When people go to work in California, they usually listen to their bosses and do what they want them to do. This is generally an important part of one’s job if they want to keep it.
However, there are times when employees are either asked to perform tasks that are illegal or are aware that the employer is engaging in illegal conduct. In these situations the employee may refuse to perform the tasks asked of them and are encouraged to report the illegal activity to the proper authorities. This can take some incentive though because if the employee reports the illegal activity, they could very well endure retaliation from their employer.
So to encourage employees to report illegal activity, the whistleblowers may be able to receive compensation through qui tam lawsuits. They are also protected from whistleblower retaliation when filing these lawsuits.
If a person wants to start a qui tam lawsuit, they first file their complaint under seal to the court. At this time they also serve it on the Attorney General or U.S. Attorney’s Office. These agencies then have 60 days to determine whether they will take the case or not. If they do decide to handle the matter they will take over the handling of it.
If they decline to or do not respond within 60 days, then the person who initiated it in court may proceed. However, even if the government does take over, the whistleblower still is entitled to compensation.

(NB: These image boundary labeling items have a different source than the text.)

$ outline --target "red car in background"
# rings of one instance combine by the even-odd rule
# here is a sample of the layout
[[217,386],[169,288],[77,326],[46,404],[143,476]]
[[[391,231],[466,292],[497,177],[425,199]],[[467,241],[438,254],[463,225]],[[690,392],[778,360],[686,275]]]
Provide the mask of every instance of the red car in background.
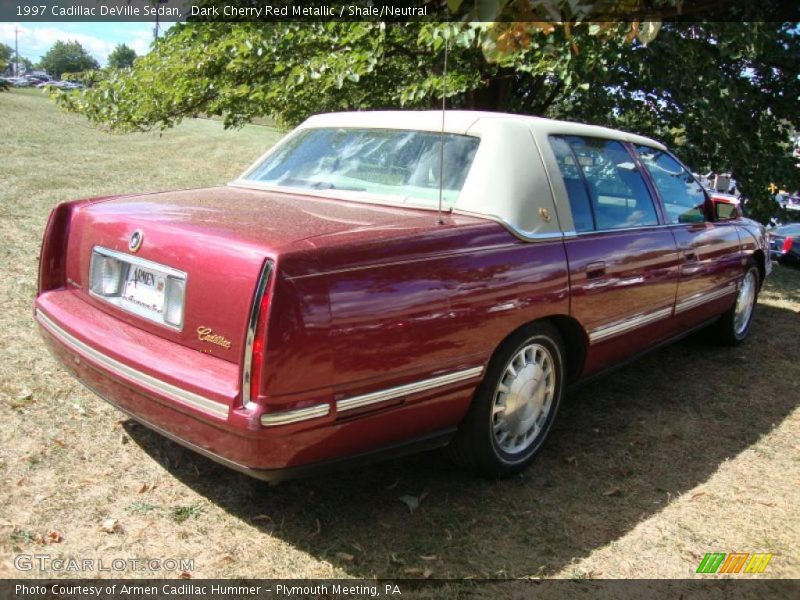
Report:
[[442,118],[319,115],[226,187],[57,206],[45,341],[134,419],[278,479],[446,444],[507,475],[570,385],[747,336],[764,228],[664,146]]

Most employers in California follow the law, but sometimes by not following the law, the company can make much more money. Therefore, it can be advantageous for them to violate it. This does not make it right though and the government will still enforce the laws, but they may need employees to supply the evidence they need to proceed against the company. This can be done through Qui Tam actions against the company and if successful the employee could be entitled to significant compensation. These can be complicated though and experienced attorneys may be able to guide one through it.